Plasma was isolated from EDTA tubes by centrifugation with the remaining sample after flow cytometry aliquots were dispensed. This was then immediately frozen until batch analyses using Luminex (Austin, TX, USA) technology and kits from Millipore (Burlington, MA, USA) as previously described [28].

Clock genes

Total RNA was isolated from each Tempus Blood RNA tube using the Tempus Spin RNA isolation kit (ThermoFisher, Waltham, MA, USA). RNA was reverse transcribed using the High-Capacity RNA-to-cDNA kit (ThermoFisher). Relative gene expression was quantified using a custom TaqMan array using validated gene expression assays (ESM Table 1).

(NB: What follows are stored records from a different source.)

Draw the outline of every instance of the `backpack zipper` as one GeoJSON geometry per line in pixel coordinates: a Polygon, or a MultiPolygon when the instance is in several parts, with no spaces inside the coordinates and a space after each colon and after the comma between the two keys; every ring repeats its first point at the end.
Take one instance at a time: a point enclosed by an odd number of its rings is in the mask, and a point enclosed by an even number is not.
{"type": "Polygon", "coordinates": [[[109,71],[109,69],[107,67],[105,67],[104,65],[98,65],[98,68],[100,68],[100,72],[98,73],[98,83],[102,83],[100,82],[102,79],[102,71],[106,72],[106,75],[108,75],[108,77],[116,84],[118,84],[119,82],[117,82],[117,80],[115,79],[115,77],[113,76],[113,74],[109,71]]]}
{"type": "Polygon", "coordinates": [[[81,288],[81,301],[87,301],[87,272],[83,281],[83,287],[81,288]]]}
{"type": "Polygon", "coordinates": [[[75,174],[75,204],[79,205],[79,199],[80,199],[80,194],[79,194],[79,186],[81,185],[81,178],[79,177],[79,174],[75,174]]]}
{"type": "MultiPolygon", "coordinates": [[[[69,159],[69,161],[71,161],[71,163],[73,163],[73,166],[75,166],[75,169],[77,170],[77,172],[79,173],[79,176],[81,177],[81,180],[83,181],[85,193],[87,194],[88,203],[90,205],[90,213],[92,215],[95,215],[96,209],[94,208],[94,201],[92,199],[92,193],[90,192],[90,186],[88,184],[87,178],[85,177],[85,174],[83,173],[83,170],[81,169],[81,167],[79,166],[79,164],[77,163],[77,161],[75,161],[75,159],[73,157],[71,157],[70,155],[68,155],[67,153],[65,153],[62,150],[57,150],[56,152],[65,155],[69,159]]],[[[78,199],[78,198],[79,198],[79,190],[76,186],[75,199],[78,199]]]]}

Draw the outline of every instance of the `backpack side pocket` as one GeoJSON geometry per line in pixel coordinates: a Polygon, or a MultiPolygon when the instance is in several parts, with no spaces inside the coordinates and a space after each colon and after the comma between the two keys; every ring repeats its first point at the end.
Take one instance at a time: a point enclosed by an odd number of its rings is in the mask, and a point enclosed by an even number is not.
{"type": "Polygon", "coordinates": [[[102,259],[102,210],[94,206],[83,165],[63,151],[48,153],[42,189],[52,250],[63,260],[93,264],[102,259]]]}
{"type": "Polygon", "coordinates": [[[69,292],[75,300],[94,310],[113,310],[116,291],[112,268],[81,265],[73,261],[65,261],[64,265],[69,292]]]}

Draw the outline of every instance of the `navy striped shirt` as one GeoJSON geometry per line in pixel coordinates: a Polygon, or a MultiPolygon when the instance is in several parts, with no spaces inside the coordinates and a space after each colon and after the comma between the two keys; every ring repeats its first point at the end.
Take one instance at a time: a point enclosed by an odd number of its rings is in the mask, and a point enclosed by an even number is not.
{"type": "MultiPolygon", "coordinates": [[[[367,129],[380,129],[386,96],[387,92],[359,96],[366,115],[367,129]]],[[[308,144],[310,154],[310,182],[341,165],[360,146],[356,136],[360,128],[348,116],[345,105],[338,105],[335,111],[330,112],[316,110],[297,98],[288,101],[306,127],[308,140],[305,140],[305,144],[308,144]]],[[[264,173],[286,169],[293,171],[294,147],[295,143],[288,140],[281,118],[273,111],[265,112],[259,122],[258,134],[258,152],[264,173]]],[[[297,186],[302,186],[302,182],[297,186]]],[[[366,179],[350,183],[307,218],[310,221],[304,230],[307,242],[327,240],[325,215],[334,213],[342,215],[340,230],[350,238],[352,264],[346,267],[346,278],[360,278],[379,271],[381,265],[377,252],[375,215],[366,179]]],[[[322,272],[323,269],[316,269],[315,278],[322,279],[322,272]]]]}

Murine validation experiment

Male C57BL6 mice were obtained from the Jackson Laboratory (Bar Harbor, ME, USA) at 8 weeks of age. Mice were housed in the institutional animal care facilities at the IU Medical School with a strict 12 h:12 h light/dark cycle. Diabetes was induced with an injection of streptozotocin (STZ) (50 mg/kg). Animals were confirmed to be diabetic after 1 month of housing and when the serum glucose level was above 13.9 mmol/l for at least two consecutive measurements. At 4 months of age, diabetic and control mice were randomly assigned to a time point of a 24 h cycle and terminated at ZT (‘zeitgeber’; hours since ‘lights on) times ZT1, ZT5, ZT9, ZT13, ZT17 and ZT21. Single-cell suspensions were prepared from whole blood at the termination of the experiment. Samples were fixed and data were acquired on an LSR II flow cytometer (Beckman Coulter Life Sciences, Indianapolis, IN, USA). Further details are provided in the ESM Methods.

Statistical methods

We followed study design protocols and analysis methodologies that are commonly found in human circadian studies, including sample size selection. In addition, we adjusted for individual participant-level differences in the dynamic range of immune factors via standardisation prior to analysis and adjusted for individual variation in the timing of individual participant-level circadian rhythms by incorporating the simultaneous measurement of cortisol in our statistical models. Statistical methods for systems immunology analysis of the data follow those used previously by the team [28]. Further details can be found in the ESM Methods.

Results

Demographics

Ten individuals with type 1 diabetes were recruited for the study. Six (60%) were female and four (40%) were male. Mean age was 27 years (range: 18–40 years). Average time post diagnosis was 11 years (minimum 1 year). A comparison with the baseline characteristics of the HC individuals is provided in ESM Table 2.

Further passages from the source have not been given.